Still, Jackley’s statements on the federal EB-5 investigation and his own conduct of the 2014 Bosworth investigation show a greater caution about commenting on investigations affecting active political candidates than his premature expostulation about the Sioux Falls hacking investigation.

Amidst all the media attention the Loetscher/TenHaken election contest is getting, there is probably nothing Jackley can say about the Loetscher complaint that won’t influence the Sioux Falls mayoral election. Thus, Jackley should keep his fat out of any Comey fire and say nothing, at least until the investigation is done. If Jackley and Sheriff Milstead, really find nothing, then they should say, “Found nothing, case closed.” If they do find something, their next announcement should be, “Knock, knock—you’re under arrest.” Either way, that investigation should come when the investigation is done, without regard to whether the election is done.

5 Comments

  1. Roger Cornelius

    Jackley’s press release is an endorsement of TenHaken, plain and simple.

  2. Roger Elgersma

    It seemed that Jackley investigates for years with GEARUP etc. without wanting to say anything. In this case he discredited something that was not even accused. Jolene thought someone hacked her accounts to get information. She never accused him of stealing money. Only that someone hacked her accounts to get information on her. This is not a new idea that someone would not understand. The whole issue with facebook was information theft. Now she accuses someone of stealing information and Jackley makes it look like no one stole money. That was not at all the issue.

  3. Debbo

    “his premature expostulation”

    Does Jackley know there is medical treatment available for that now?

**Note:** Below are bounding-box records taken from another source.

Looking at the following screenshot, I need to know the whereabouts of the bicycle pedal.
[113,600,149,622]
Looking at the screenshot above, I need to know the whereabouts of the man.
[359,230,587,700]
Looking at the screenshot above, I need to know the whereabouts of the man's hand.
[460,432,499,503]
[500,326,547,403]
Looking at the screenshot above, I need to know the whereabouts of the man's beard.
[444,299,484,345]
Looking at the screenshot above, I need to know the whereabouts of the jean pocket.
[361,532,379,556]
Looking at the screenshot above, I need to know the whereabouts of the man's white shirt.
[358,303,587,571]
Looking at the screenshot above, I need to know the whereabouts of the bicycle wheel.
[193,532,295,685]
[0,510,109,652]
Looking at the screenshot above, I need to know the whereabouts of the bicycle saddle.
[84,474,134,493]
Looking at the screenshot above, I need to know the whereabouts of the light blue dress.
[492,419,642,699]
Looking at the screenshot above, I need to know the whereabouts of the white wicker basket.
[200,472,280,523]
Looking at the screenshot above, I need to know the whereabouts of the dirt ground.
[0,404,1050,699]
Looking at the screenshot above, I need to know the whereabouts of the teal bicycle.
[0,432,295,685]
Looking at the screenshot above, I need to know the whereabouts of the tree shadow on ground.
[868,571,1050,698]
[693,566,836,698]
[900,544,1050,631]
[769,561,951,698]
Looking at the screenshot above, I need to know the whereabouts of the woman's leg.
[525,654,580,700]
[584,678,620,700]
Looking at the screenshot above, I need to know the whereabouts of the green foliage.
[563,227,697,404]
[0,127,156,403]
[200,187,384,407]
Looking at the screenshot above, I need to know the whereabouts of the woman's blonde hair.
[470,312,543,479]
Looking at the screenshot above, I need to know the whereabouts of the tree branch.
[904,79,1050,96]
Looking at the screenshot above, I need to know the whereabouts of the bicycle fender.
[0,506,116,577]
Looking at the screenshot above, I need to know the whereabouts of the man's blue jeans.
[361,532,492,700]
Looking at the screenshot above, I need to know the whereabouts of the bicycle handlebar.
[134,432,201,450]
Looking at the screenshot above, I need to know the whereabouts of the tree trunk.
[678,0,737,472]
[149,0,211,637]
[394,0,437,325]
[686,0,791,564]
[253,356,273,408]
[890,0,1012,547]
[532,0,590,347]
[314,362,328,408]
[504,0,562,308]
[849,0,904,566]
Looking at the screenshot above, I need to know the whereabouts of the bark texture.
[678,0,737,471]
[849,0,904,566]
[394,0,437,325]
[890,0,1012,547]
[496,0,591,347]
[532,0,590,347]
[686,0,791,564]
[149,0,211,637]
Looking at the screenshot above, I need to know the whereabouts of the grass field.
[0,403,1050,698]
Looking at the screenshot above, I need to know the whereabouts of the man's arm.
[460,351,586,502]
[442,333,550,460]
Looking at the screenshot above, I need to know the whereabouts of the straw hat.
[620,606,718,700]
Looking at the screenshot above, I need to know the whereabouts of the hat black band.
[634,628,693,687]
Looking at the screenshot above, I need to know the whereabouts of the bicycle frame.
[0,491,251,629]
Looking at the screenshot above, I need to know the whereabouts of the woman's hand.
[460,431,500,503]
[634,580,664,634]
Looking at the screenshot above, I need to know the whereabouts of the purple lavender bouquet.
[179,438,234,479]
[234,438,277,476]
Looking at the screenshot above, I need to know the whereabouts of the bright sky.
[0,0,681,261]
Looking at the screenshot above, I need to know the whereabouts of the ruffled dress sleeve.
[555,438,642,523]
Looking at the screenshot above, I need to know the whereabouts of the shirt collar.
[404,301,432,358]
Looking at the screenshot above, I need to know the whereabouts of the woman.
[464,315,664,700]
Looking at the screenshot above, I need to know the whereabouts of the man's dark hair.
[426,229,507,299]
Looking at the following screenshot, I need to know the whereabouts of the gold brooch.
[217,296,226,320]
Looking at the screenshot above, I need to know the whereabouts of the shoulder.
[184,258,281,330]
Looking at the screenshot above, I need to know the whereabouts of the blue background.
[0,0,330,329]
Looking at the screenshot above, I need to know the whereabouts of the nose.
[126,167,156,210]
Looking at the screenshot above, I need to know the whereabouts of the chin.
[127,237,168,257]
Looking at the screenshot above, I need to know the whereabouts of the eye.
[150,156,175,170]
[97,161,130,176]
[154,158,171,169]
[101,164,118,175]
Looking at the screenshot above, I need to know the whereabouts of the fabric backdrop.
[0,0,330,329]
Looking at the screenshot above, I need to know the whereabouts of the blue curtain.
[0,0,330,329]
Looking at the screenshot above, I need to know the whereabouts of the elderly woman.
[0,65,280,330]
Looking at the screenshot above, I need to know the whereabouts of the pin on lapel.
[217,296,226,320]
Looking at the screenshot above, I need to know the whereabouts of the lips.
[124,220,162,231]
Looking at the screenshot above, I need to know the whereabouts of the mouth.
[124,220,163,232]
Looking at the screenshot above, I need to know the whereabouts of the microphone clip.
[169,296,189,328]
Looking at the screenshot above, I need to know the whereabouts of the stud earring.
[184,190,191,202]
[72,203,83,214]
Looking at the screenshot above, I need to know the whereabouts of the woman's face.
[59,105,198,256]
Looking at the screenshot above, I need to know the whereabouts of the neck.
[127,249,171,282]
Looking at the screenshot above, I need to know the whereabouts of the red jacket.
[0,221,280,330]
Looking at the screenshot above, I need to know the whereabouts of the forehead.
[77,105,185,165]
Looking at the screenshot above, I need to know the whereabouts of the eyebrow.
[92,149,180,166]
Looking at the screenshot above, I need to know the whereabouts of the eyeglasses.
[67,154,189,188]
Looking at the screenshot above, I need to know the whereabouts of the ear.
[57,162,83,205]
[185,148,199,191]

  4. John Kennedy Claussen, Sr.

    The obvious willingness of our current AG to use his office to facilitate the needs of Republican candidates – when it comes to the issues of investigations and probable political scandals – demonstrates a window into a reality that our current President is trying to create with our federal Justice Department as well; and a reality that unfortunately already exists in Pierre to the detriment of our states political institutions and the honest pursuit of justice for all.

    In 2018, we must recognize that this cancer or assault upon our criminal justice and political systems in this state and nation must not be allowed to develop in our nation’s capital and it must be eradicated from our political institutions in Pierre as well; and that will only happen when we change forty years of one party rule in Pierre, and when we begin to recognize and value the importance of an independent justice department both for us as Americans and as South Dakotans.

    Don’t let Washington become a Pierre and its time to make Pierre become what South Dakotans expect, which is a government of the people and for the people and not for the interests of a particular political clique.